Drawing on data from Malawi and 37 other African countries, the report highlights how device ownership underpins this divide: 74% of men own mobile phones compared to just 57% of women—a gap that has remained steady despite overall growth. Ownership is highest among educated individuals, urban residents, and those in the Northern Region.
Internet use remains limited overall. Only 26% of Malawians report going online at least a few times a month, placing the country second-lowest among 38 African nations surveyed in 2024/2025. Internet penetration stands at 27.7%, among the lowest in sub-Saharan Africa, largely due to limited ICT infrastructure and high service tariffs, even with widespread 4G coverage. Although 4G networks reach much of the country, high costs and low digital skills restrict use—illustrating a usage gap where coverage exists but adoption lags. Since 2008, internet use has gradually increased for both genders, yet the gender gap has grown.
The report further reveals that smartphone ownership remains low at 25% among adults, and only 10% of households own a computer. Education is the strongest predictor of regular internet use in Malawi, outweighing income, age, or location.
Malawi’s experience mirrors broader regional trends. Of the 785 million women still not using mobile internet in low- and middle-income countries, about 60% live in South Asia and sub-Saharan Africa, where gender gaps stand at 31% and 32%, respectively, according to the GSMA’s 2024 Mobile Gender Gap Report.
The economic cost of digital exclusion is significant. GSMA estimates that closing the gender gap in mobile ownership and use across low- and middle-income countries could generate $230 billion in additional mobile industry revenue over eight years. Meanwhile, the Global Digital Inclusion Partnership warns that 32 such countries risk losing over $500 billion in GDP over the next five years due to the digital gender divide.
Still, there are signs of progress. Initiatives like Malawi Girls Can Code have trained girls in digital skills. Other key initiatives advancing digital inclusion for women in Malawi include the Inclusive Digital Transformation for Malawi (IDT4M) project, a joint effort between the Government of Malawi and the United Nations Development Programme (UNDP). This initiative seeks to close the digital divide by expanding access to technology and fostering a more inclusive digital society. Complementing this, digital skills programs for women in the creative sector are equipping participants with essential tech competencies, promoting gender equality, and providing business development support—empowering women to thrive in the digital economy.
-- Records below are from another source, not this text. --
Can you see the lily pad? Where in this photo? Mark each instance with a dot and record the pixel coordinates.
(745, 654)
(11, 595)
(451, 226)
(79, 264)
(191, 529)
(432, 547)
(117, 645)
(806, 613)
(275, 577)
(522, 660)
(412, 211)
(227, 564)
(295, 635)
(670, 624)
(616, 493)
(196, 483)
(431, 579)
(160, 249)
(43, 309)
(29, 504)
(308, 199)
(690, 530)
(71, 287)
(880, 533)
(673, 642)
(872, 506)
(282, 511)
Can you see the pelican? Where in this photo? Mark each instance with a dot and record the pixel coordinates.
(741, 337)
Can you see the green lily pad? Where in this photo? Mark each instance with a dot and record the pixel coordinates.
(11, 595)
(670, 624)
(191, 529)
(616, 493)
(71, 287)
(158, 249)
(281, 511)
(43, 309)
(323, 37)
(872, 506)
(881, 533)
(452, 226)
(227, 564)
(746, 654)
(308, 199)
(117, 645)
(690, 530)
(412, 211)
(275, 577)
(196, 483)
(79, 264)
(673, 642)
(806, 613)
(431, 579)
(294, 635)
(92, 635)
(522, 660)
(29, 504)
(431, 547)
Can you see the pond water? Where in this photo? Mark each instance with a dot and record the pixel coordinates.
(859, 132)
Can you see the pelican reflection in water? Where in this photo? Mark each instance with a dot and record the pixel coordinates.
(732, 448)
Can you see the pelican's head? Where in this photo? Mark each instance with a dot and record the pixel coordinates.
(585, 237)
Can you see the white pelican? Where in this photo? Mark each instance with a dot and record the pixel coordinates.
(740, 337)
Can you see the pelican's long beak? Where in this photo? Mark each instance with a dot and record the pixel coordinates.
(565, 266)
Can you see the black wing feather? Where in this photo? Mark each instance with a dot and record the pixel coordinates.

Building on these national efforts, global partnerships are also playing a vital role in accelerating progress. The GSMA’s Connected Women programme works with mobile operators and their partners to address the barriers to women accessing and using mobile internet and mobile money services. Encouragingly, when barriers are removed, women adopt mobile internet faster than men: in 2023, 120 million women came online globally, 50 million more than in 2022, GSMA reveals.
The digital divide in Malawi is not closing on its own. Without intervention, the gap between men and women will only grow, further excluding women from an increasingly digital economy and society. To reverse this trend, Afrobarometer urges policies that improve women’s access to mobile phones and expand educational opportunities for women and girls—both essential to bridging the gender digital divide.